Ok, now I know how to do up some award winning BBQ so that's not my queston here. What I want to know about is this, there is a deli in New York, Schwatz, they have been in business for 75 years. They do a cure on the meat and then smoke it for 2 hours then put it in a steam pan and cook it a little longer......now they say it is not corned beef.....I am trying to find out what the rub is that they cure it in. I am wanting to start selling meats like that here in my shoppe for lunches.....anyone have any ideas on this??????


----------



## mezzaluna (Aug 29, 2000)

Could this be Montreal-style "smoked meat"? It looks like pastrami but it tastes very different.

http://www.hungrybrowser.com/phaedrus/m0216W05.htm

http://english.montrealplus.ca/porta...ofileID=487530

And finally, a recipe:

http://myfreebulletinboard.com/f2/bbq4u-about1720.html

Bon appetit! B'tay avohn!


----------



## chefskeeter (Feb 10, 2006)

yeah thats it....but how theheck do they do it? I mean mine did not look that pink at all......anyone have any other ideas......


----------



## fbm357 (Mar 11, 2006)

Have you ever been to 'Katz'? NYC landmark in lower Manhattan. Brisket and Pastrami is awesome!


----------



## mezzaluna (Aug 29, 2000)

I've enjoyed both corned beef and pastrami at Katz's. I've also eaten "smoked meat" in Montreal.

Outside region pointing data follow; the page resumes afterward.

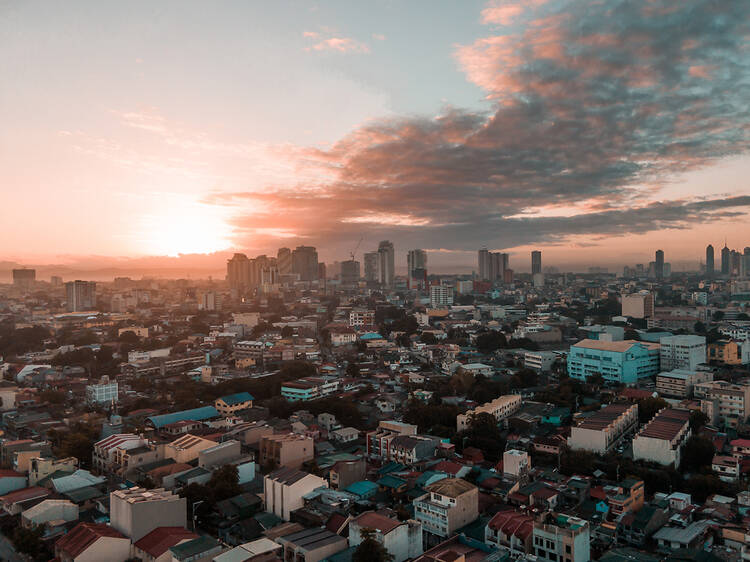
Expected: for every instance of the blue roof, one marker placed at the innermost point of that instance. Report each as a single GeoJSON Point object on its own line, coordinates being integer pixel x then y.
{"type": "Point", "coordinates": [239, 398]}
{"type": "Point", "coordinates": [361, 488]}
{"type": "Point", "coordinates": [196, 414]}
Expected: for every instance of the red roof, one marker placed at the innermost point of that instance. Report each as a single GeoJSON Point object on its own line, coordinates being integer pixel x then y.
{"type": "Point", "coordinates": [158, 541]}
{"type": "Point", "coordinates": [83, 536]}
{"type": "Point", "coordinates": [372, 520]}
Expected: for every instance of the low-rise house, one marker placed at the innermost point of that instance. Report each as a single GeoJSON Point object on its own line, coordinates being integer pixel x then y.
{"type": "Point", "coordinates": [90, 542]}
{"type": "Point", "coordinates": [402, 539]}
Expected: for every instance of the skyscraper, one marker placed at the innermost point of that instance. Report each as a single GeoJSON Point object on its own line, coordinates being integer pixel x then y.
{"type": "Point", "coordinates": [371, 267]}
{"type": "Point", "coordinates": [284, 261]}
{"type": "Point", "coordinates": [238, 272]}
{"type": "Point", "coordinates": [536, 262]}
{"type": "Point", "coordinates": [386, 263]}
{"type": "Point", "coordinates": [659, 264]}
{"type": "Point", "coordinates": [81, 295]}
{"type": "Point", "coordinates": [726, 260]}
{"type": "Point", "coordinates": [24, 278]}
{"type": "Point", "coordinates": [484, 265]}
{"type": "Point", "coordinates": [305, 263]}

There is a distinct difference between what we in the U.S. know as pastrami and corned beef and the smoked meat of Montreal. Delicious to be sure, but different.


----------



## nentony (May 7, 2005)

"yeah thats it....but how theheck do they do it? I mean mine did not look that pink at all......anyone have any other ideas......"

Maybe some pink salt, sodium nitrite.

Tony


----------